The mother, knowing her daughter was dead, and having arranged for her burial in a forest, actually complained about how frustrating it was to not have any clues as to her whereabouts.

“Three months have already passed and still no good news,” she said. “We’re still waiting for a solid lead. It’s very hard, but I have to keep fighting.”

“Where I’ve been disappointed is that there have been so many testimonies which have led nowhere. But if someone does have information, they must come forward.”


Hundreds of well-wishers and supporters took to the streets of Clermont-Ferrand to help speed the search for Fiona to a happy ending.
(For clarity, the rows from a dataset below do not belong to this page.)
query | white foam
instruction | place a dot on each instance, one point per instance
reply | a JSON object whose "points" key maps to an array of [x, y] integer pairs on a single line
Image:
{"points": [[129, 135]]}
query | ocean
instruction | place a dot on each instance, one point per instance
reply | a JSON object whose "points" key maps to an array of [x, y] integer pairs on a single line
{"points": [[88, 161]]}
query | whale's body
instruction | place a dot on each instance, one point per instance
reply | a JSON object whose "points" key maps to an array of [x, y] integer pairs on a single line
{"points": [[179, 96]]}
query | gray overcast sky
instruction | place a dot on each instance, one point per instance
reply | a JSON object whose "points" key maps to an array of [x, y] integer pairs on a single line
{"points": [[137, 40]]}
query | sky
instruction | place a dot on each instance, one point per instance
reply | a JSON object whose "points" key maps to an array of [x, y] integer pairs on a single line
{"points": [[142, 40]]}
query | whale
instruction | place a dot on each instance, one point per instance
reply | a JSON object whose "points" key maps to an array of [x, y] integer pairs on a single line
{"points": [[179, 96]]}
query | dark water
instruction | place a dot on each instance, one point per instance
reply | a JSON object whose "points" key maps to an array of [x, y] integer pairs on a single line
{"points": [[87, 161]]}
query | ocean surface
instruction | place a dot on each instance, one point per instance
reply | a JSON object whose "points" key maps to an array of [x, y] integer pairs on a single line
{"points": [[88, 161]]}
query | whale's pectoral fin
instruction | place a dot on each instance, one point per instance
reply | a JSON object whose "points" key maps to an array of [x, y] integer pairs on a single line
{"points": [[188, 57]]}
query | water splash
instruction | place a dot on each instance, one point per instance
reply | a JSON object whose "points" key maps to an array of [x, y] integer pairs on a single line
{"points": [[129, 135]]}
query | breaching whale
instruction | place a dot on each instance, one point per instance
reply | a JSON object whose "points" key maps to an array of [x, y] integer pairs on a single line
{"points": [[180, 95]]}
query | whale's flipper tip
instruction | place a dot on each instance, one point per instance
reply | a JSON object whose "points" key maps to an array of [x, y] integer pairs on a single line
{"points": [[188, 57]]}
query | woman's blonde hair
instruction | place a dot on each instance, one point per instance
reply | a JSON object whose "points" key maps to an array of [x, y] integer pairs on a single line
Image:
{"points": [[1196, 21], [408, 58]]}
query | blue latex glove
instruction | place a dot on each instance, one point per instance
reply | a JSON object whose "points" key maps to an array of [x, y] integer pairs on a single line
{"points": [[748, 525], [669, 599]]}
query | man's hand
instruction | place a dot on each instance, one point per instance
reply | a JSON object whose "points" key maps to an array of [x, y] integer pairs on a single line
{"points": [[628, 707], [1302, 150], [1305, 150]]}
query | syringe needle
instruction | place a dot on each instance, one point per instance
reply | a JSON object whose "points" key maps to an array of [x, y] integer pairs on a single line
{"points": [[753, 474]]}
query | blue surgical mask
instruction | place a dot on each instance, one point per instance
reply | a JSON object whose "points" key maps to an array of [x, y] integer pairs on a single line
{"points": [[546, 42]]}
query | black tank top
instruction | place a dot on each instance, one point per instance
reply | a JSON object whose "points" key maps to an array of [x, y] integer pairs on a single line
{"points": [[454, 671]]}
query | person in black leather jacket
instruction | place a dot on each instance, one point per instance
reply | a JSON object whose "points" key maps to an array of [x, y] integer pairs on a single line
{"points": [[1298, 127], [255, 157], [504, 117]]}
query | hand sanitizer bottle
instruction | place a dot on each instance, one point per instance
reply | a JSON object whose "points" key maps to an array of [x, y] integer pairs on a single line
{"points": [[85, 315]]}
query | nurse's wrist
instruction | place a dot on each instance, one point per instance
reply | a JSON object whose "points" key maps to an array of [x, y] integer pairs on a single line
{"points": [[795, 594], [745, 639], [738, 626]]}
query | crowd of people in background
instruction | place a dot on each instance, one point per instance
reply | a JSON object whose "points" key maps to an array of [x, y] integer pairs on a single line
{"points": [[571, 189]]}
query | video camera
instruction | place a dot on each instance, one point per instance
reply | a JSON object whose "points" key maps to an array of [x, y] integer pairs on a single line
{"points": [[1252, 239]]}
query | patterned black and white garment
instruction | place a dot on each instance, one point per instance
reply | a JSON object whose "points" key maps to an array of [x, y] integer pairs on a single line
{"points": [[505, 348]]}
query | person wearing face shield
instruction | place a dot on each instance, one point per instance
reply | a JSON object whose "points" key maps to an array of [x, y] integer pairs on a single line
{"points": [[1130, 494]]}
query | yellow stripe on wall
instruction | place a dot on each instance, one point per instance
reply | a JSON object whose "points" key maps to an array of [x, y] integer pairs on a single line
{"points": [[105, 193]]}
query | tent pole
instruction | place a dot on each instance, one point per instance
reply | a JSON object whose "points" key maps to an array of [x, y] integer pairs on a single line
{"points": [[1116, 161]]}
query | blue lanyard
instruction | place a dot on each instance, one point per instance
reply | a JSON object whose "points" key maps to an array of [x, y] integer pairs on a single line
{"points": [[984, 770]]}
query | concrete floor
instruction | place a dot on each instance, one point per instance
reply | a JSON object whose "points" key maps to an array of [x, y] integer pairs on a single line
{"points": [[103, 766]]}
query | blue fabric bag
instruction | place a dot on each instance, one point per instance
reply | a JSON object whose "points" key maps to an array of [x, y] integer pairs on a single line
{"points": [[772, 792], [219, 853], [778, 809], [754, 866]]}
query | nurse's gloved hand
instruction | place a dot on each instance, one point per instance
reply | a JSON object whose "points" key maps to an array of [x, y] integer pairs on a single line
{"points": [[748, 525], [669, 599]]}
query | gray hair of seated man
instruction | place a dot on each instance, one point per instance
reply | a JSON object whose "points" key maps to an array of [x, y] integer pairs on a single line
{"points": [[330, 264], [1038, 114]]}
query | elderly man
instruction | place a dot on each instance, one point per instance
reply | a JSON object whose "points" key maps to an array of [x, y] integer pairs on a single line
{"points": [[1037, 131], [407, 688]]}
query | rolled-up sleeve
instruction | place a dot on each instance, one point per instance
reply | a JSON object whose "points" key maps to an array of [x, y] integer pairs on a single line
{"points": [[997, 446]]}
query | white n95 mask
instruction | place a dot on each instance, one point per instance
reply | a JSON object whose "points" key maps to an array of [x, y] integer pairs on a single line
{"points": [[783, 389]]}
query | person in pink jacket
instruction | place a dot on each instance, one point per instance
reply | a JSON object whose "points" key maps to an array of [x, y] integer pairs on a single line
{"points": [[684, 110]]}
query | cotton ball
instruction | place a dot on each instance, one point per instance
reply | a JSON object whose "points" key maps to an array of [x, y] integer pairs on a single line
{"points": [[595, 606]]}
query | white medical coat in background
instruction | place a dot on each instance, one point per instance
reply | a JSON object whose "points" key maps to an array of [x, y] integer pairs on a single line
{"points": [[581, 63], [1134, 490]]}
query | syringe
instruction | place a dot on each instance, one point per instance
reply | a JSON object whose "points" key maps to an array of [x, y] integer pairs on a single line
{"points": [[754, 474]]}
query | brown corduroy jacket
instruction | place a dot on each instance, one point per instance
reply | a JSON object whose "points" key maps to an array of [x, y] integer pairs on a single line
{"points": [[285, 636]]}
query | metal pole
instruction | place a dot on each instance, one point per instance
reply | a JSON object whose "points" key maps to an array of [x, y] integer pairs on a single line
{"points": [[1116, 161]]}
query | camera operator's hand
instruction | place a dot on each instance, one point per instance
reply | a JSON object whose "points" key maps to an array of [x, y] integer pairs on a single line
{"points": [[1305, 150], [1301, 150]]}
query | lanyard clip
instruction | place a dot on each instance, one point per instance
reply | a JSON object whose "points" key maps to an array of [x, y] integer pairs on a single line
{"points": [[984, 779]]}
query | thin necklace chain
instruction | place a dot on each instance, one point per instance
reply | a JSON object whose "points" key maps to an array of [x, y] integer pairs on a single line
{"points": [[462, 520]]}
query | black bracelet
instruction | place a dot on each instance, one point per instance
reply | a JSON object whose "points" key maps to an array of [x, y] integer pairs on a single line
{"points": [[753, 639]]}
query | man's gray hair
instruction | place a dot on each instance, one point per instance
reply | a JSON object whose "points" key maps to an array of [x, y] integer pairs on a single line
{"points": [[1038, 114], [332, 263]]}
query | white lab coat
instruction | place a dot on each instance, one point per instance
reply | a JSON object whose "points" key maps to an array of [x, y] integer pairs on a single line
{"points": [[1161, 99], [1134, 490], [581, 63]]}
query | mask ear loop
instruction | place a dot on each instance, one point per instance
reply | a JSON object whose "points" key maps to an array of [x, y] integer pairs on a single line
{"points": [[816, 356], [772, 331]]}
Photo: Thierry Zoccolan/AFP

What happens now?

On Thursday evening, Bourgeon told investigators she would lead them to the spot where Fiona was buried, in a forest next to Lac d’Aydat near Clermont-Ferrand.

The search proved fruitless, however, and was soon suspended. Once more police have been left frustrated by Bourgeon and unable to bring the entire episode to a resolution.

The French public, meanwhile, have been left in disgust, trying to comprehend how Cécile Bourgeon and Berkane Maklouf did what they did.

Stéphane Pozzo, who started a Facebook group in support of Bourgeon’s search for Fiona, summed up the emotions of many in France on Thursday, speaking to Europe 1 radio.

“What they have done is despicable. It’s horrible, indefinable and inhuman.” 

The Local's French Face of the Week is a person in the news who – for good or ill – has revealed something interesting about the country. Being selected as French Face of the Week is not necessarily an endorsement.